Hunting bills miss the mark

As it has every session for nearly two decades, the Oregon Legislature is again taking a look at the 1994 voter-approved ban on the use of dogs to hunt bears and cougars, and the use of bait to harvest bears.

House Bill 2624 would allow a county to opt out of the bans — which don't apply to the elimination of problem animals — if voters in that county wanted to; the vote could be either on an initiative petition or on a measure referred to voters by the county's governing body.

The bill, as well as House Joint Resolution 0016, which would give voters a chance to make the right to hunt part of the Oregon Constitution, is due for a floor vote this week.

Well-intentioned though each proposal might be, lawmakers would do well to turn down both.

There are two primary problems with HB 2624.

One is that it seeks to chip away at the will of the Oregon voters who — for good or ill depending on your point of view — decided that as a rule they did not want bears and cougars in our state hunted with dogs, and did not want bears baited.

The other is that from a legal standpoint, the state is responsible for setting policy regarding population management, hunting and fishing rules, etc.
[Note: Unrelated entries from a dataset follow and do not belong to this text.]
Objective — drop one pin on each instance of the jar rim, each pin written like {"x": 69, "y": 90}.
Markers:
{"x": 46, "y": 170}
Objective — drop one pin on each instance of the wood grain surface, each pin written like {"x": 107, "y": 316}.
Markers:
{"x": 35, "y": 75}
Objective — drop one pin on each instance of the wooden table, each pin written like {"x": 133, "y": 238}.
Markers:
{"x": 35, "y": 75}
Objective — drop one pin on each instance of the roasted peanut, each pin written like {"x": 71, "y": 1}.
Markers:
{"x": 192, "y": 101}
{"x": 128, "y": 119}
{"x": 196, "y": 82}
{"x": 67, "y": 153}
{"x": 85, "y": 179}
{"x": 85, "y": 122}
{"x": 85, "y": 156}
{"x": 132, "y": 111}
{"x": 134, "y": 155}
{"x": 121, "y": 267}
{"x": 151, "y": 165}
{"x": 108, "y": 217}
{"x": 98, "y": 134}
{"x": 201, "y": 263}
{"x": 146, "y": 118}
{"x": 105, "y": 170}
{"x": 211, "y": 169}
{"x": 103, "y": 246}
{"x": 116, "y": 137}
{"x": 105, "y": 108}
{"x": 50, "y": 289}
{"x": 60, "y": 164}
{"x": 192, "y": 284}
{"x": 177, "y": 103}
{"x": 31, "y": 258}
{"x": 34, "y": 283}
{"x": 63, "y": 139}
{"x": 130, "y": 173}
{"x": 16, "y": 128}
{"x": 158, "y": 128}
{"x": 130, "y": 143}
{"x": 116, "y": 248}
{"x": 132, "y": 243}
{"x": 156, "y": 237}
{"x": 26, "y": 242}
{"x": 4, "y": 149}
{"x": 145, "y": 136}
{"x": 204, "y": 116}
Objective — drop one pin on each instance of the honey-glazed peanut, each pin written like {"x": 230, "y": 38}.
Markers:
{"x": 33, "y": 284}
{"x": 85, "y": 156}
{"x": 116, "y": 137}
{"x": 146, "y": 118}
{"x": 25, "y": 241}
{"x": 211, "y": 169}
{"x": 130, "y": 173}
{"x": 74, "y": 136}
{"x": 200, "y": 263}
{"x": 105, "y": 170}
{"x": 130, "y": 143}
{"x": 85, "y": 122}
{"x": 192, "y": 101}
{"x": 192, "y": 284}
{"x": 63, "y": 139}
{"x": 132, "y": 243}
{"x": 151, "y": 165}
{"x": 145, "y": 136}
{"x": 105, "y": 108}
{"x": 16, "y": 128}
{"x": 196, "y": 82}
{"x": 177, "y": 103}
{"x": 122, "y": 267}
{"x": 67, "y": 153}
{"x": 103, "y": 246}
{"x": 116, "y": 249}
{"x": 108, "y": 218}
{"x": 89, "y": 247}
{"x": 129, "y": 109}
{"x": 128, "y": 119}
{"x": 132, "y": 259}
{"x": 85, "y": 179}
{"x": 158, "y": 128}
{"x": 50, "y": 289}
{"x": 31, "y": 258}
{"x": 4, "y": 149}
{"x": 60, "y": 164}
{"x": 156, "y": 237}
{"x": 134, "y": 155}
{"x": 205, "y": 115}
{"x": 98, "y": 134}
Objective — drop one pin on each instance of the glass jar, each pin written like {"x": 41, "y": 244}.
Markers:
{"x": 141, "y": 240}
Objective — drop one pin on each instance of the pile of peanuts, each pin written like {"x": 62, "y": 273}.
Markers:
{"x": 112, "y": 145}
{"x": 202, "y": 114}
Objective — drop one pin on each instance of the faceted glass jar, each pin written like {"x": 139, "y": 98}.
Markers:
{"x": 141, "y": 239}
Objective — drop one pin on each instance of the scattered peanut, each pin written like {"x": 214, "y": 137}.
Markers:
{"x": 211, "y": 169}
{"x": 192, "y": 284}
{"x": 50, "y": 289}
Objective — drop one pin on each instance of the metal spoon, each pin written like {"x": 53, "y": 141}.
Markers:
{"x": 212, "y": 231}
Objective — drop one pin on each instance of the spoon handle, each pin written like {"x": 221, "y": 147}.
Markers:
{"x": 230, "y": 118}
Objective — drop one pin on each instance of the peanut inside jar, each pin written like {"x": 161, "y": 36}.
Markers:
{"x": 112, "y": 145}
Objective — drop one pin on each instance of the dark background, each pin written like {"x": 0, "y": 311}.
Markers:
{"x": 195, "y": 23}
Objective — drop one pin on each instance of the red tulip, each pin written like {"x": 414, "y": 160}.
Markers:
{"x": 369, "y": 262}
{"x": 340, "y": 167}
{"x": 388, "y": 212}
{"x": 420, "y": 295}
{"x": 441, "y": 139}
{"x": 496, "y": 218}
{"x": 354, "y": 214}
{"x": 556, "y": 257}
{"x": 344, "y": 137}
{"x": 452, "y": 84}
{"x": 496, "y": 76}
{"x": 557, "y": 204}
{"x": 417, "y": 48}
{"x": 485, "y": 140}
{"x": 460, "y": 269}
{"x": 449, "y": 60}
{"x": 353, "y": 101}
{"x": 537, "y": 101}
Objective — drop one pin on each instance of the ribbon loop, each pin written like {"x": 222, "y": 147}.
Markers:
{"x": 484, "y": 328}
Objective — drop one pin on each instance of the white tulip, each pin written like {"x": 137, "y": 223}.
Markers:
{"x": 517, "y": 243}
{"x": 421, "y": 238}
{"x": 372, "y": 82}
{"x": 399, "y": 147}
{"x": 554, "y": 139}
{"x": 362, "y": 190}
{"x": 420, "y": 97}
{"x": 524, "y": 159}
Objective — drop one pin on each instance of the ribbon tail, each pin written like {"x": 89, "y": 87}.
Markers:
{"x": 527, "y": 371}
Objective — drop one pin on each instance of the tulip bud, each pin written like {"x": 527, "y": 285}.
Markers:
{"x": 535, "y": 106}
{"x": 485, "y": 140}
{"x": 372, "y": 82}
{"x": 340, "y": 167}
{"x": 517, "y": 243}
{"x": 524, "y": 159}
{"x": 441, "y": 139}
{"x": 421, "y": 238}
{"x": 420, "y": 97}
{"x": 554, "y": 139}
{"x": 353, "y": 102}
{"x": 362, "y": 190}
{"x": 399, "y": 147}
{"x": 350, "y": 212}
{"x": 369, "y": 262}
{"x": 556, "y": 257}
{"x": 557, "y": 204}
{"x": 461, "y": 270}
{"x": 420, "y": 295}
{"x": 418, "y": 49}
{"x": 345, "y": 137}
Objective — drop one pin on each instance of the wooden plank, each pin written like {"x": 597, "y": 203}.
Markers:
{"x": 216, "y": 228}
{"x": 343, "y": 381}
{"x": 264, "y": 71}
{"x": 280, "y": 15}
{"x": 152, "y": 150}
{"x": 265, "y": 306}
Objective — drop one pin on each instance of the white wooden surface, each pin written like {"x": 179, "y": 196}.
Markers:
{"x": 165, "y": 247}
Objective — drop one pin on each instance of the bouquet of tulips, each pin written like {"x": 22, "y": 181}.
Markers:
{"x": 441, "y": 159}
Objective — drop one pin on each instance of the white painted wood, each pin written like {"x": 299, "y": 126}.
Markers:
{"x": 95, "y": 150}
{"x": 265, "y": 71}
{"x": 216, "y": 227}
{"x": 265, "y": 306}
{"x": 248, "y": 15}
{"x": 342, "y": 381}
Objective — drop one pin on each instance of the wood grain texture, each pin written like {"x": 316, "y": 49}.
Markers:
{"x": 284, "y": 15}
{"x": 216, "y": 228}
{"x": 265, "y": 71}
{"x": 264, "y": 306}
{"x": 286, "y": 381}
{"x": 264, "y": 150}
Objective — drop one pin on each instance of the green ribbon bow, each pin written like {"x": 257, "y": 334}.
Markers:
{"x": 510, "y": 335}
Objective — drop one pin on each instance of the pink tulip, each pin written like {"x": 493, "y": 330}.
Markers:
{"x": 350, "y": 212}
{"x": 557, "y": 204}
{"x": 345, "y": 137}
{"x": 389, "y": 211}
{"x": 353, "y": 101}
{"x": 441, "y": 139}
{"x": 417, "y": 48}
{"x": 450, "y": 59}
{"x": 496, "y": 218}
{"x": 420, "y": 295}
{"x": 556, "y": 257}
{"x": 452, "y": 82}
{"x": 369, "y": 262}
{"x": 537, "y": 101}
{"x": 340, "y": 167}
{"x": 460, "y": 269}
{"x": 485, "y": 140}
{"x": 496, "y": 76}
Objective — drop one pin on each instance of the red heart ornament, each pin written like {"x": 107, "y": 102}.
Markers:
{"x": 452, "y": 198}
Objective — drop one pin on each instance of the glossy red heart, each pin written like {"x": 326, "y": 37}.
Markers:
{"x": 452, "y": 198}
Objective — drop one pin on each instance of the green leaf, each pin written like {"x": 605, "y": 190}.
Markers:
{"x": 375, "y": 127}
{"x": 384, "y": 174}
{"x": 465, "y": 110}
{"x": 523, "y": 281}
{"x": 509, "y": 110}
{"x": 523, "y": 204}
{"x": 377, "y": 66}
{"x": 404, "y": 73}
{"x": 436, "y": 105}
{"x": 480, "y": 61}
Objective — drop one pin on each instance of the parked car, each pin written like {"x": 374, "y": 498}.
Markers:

That's the job of the Oregon Fish and Wildlife Commission and the agency it oversees, the Oregon Department of Fish and Wildlife.

Thus, it would seem a poor idea to allow counties to take their own paths on wildlife management issues, including population control, since those paths may run counter to the objectives analyzed and decided upon at the state level.

As for HJR 0016, as far as we know there's never been any question of Oregonians' right to hunt; numerous laws, rules and regulations spell out precisely how it's to be done.

As with pretty much all other states — every place in the Union was wild once, though some aren't so much that way anymore — Oregon has a long and rich heritage of hunting that hasn't been challenged in any meaningful way.

Thus the freedom to hunt, sacred though it is when it comes to providing food or protecting loved ones and livelihood, really does not need to be a part of the state's constitution.

Like the rights to fish, hike, bicycle, farm and engage in many other pursuits that define life in Oregon, the right to hunt is inherent and self-evident. Its place in the constitution would be superfluous.